A cholinergic chloride conductance in neurones of Helix aspersa.

Inhibitory Cl- -mediated currents through cholinergic channels on the soma of identified neurones from the right parietal ganglion of Helix aspersa were studied under voltage clamp. Voltage-jump relaxation analysis showed that these currents decreased with hyperpolarization. In 3 microM-acetylcholine (ACh), the normalized fraction of channels in the open configuration (rho) decreased e-fold with each 191 mV of membrane hyperpolarization. The steady-state membrane conductance, G(infinity), decreased e-fold with each 128 mV of membrane hyperpolarization. The difference in the voltage sensitivities of rho and G(infinity) arose because of the voltage sensitivity of the instantaneous membrane conductance, G(0). G(0) rectified in the direction predicted by the Goldman-Hodgkin-Katz conductance model. The degree of rectification decreased when the internal Cl- concentration was raised. The relaxing currents were composed of two exponential components. At membrane potential (Vm) = -160 mV, 12 degrees C, the time constants of the two components were 4.1 ms and 21 ms in 3 microM-ACh, and 3.6 ms and 18 ms in 100 microM-tetramethylammonium (TMA).
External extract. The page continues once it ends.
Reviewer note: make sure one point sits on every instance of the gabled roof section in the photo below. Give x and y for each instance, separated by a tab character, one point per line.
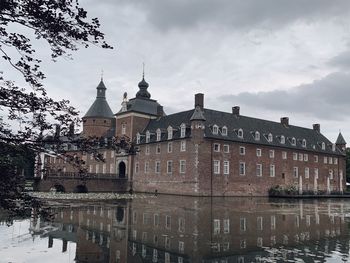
249	126
100	107
340	139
Fluctuation analysis in neurones loaded with Cl- yielded spectra which were composed of two Lorentzian components. In 3 microM-ACh the mean single-channel conductance (gamma) appeared to rise from a low value observed in cells with normal intracellular Cl- to 2.7 pS in cells whose internal Cl- concentration was raised four-fold. The voltage sensitivity of rho was attributed to the conformational change step of a gating mechanism having three kinetically distinguishable states.